Leveraging Your Data Warehouse as a Competitive Advantage

Posted by tina on August 31, 2016 Data Analytics, Data Governance

Today’s ultra-competitive business landscape requires companies to be agile and provide the best service on the market. Luckily, today’s leading companies are collecting more data than previous decades and those with the competitive advantage are using that data to beat the competition.

As a refresher, data warehouses are optimized to analyze data by turning massive amounts of data into analytics that are easy to understand and interpret. Since a data warehouse provides a separate environment from an operational database, it is able to run a large volume of analytical queries.

In this blog post, we’ll walk through the advantages in using a data warehouse for analysis and how data warehouses are a competitive advantage to the overall business.

The Benefits of a Data Warehouse

Beyond wanting to meet their goals, business also want to beat their competition. To accomplish this, ultimately, you need to make better business decisions than your competitors. A data warehouse can facilitate this win.

Once a data warehouse is integrated into your data strategy, the positive impact will be immediate. Since a data warehouse is solving the on-going problem of combining data from disparate data sources and blending it together in one centralized location, you can then convert that data into actionable information.

The immediate and long-term benefits of a data warehouse include:

  • Separation from operational systems: specifically designed to analyze data

  • Cost effective: even though you’re investing in a new system, data warehouses offer moderate pricing for long-term data storage

  • Available for queries: because you don’t have to run queries on your operational database, data warehouses are solely available for queries

  • Associated with defined periods of time: since it’s so cost effective to store data on a data warehouse, you can keep historical information intact and organized

  • Static: or a non-volatile system that is typically read-only and append-only

These are all benefits in investing in a data warehouse because it allows you to perform analyses on company data and allows your company to have access to insights in a reliable and fast manner.

Data Warehouses Provide Better Analyses

Let’s recap what we’ve learned so far about data warehouses. Unlike a database, which is focused on users inputting data, a data warehouse is architected for decision-making, ad hoc queries and analytics. Thus, enabling queries to be performed without any impact to your company’s operational database. Additionally, data warehouse are made to store large volumes of historical data, often spanning a few years back while still being able to quickly query data.
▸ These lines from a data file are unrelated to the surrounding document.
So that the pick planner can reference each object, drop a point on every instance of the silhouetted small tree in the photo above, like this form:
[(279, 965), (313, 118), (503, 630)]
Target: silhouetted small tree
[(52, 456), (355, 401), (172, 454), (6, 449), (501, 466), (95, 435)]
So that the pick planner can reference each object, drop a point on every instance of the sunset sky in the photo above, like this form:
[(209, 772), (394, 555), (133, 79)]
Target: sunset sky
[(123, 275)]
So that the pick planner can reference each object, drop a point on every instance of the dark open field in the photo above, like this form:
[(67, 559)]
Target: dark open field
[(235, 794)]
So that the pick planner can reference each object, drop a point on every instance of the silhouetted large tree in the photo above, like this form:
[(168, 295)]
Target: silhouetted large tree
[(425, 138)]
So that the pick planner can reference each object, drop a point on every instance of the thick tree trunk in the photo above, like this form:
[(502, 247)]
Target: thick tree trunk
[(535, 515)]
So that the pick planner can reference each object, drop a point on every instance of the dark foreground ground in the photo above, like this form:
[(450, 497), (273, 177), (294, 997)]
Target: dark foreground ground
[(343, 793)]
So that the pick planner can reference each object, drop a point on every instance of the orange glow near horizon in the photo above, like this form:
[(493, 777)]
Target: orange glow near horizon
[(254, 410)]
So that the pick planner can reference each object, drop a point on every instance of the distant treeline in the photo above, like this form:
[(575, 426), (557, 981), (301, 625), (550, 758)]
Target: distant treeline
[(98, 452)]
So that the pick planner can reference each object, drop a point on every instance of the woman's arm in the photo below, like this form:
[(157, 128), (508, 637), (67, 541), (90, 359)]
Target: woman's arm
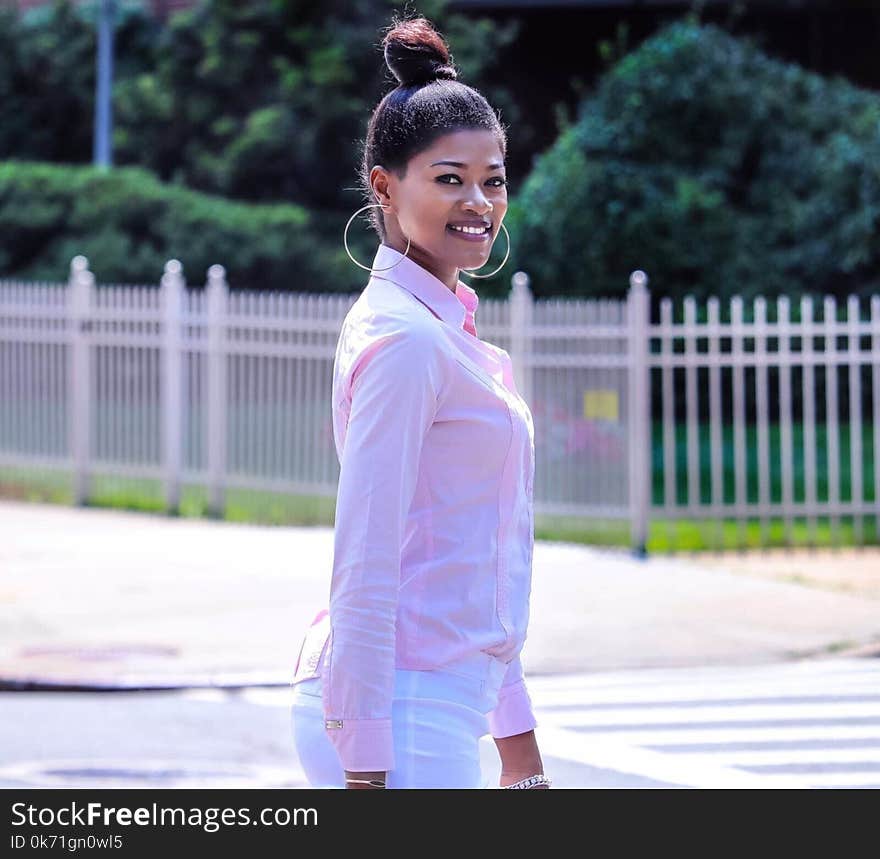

Understanding what types of analyses can be performed on your data warehouse is crucial in using the analytical system to its full potential. A data warehouse can perform the following:

  • Enhanced Business Intelligence: in combining data from multiple data sources, your analyses will benefit by getting a complete view, whether it’s marketing conversions or product usage

  • Data Quality and Consistency: everyone in the company will get data from one source, providing a single source of truth which accelerates decision-making

  • Improvements Across the Organization: Track, manage and improve performance at the company and more granular departmental level

  • Better decision-making: no one has to make business decisions based on incomplete or limited data—or worse intuition alone. Decision makers will be able to view dashboards in real-time and make decisions based on data

  • Access to data: With faster access to data, your company will be able to make decisions ahead of the competition

Because data warehouses are designed to perform analysis, it enables users to ask questions and iterate on results. Refining a product, sales process or marketing campaign is beneficial to competitive companies. And so, if analyses performed on a data warehouse can provide intel into that—it’s a no-brainer to segment your data system into a database and data warehouse.

The Competitive Advantage

Competitive companies want to make decisions fast, without compromising their product and churning customers. Rather than making decisions based on intuition, companies can leverage their data warehouse as a competitive advantage.
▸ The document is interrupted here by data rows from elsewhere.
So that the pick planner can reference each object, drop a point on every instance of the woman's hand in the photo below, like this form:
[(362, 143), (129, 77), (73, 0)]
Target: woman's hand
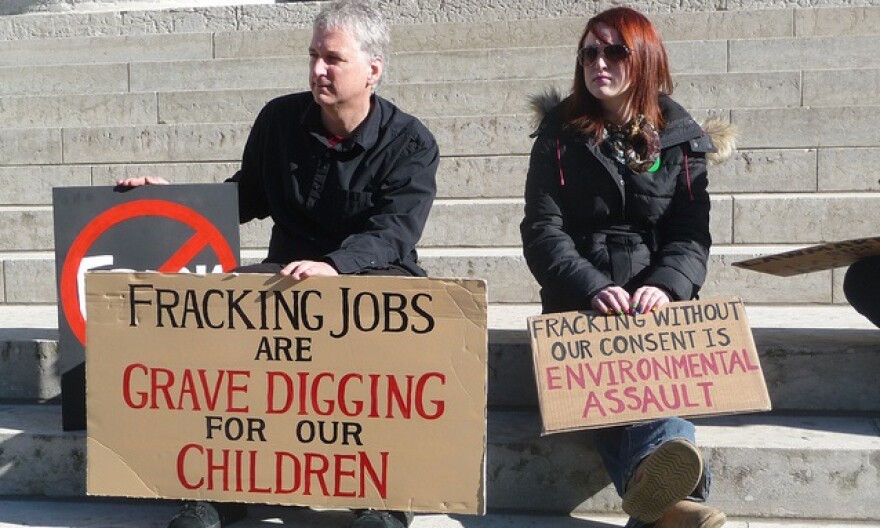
[(143, 180), (648, 298), (611, 300)]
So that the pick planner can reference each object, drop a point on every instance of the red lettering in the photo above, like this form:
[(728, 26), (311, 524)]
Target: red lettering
[(340, 474), (181, 462), (553, 378), (272, 390), (126, 387), (439, 405)]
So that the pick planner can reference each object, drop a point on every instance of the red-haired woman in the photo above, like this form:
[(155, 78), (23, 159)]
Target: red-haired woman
[(617, 220)]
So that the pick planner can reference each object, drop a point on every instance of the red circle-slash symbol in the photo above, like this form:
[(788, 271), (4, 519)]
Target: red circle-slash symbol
[(206, 234)]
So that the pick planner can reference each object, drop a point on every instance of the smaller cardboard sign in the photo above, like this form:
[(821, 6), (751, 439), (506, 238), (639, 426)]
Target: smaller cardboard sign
[(694, 358), (349, 392), (814, 258)]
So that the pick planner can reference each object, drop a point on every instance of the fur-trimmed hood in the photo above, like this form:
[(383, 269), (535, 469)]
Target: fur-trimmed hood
[(547, 110)]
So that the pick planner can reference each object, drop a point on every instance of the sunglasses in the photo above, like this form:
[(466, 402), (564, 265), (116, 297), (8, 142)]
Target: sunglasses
[(612, 52)]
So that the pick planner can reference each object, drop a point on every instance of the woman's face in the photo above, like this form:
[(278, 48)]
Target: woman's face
[(607, 80)]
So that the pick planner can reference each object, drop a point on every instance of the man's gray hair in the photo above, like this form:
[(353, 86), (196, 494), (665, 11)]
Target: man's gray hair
[(363, 20)]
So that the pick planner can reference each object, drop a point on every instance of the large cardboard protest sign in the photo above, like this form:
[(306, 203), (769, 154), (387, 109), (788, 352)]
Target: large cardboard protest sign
[(332, 391), (686, 359), (814, 258), (155, 227)]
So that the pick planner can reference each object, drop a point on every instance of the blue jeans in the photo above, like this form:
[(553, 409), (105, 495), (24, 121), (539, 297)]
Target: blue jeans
[(623, 448)]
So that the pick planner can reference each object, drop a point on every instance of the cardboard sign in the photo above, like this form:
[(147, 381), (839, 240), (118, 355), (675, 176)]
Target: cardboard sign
[(814, 258), (348, 392), (687, 359), (155, 227)]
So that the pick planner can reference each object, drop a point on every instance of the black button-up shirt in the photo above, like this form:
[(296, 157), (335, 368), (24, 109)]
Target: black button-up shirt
[(359, 204)]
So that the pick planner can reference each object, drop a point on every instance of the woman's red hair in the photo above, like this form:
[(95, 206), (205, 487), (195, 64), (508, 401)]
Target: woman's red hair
[(647, 68)]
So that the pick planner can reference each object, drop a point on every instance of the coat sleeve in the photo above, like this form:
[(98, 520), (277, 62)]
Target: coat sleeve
[(401, 207), (683, 253), (549, 250)]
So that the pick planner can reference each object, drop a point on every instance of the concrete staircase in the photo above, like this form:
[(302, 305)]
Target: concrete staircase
[(88, 98)]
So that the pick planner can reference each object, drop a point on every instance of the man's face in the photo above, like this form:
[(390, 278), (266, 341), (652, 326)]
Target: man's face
[(340, 74)]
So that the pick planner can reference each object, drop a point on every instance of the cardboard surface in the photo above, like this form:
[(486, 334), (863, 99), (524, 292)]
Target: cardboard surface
[(339, 391), (154, 227), (814, 258), (694, 358)]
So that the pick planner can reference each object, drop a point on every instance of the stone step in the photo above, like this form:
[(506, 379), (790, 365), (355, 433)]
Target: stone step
[(831, 128), (498, 24), (736, 219), (60, 513), (730, 91), (799, 467), (486, 177), (770, 86), (109, 43), (815, 358), (29, 277)]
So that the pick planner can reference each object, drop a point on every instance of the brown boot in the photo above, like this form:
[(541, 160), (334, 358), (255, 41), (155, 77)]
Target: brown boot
[(662, 479), (689, 514)]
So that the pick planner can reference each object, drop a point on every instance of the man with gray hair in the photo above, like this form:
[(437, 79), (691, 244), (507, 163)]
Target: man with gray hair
[(347, 178)]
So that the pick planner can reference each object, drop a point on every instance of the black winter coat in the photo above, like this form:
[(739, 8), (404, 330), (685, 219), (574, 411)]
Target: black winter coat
[(591, 222)]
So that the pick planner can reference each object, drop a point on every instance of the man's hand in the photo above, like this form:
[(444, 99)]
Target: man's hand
[(300, 269), (611, 300), (143, 180)]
Earlier in this blog post, we discussed the benefits of the data warehouse and the theoretical types of analyses that it can perform. As data warehouses have the ability to blend multiple data sources such as CRM data, application data and historical data, it has the unique ability to show a complete picture of customers and prospects. And companies need to leverage the power of their data warehouse and analytics tool to its full advantage.

Here are a few instances where surfaced insights can be used as a competitive advantage:

  • Tracking Annual Recurring Revenue (ARR): a straightforward, number-driven metric that calculates the value of recurring contracts at an annual rate

  • Monitoring and modify marketing campaigns: data can suggest where efforts can be improved for optimal performance

  • Identifying account health: data can proactively reduce churn, keeping customers away from the competition

  • Optimizing operations: in looking at data, the Operations team can identify opportunities to improve business efficiencies

  • Increasing product usage: the Product team can improve the product by seeing where users are spending the most and least amount of time

With better data analysis, competitive companies can refine their product, Sales and Marketing messaging and reduce customer churn by creating a holistic product that customers gravitate towards.

Conclusion

Of course analyzing data alone isn’t the silver bullet to beating the competition. But, consolidating data into a data warehouse is a competitive advantage in surfacing insights. Ultimately, producing better business decisions that lead to company success.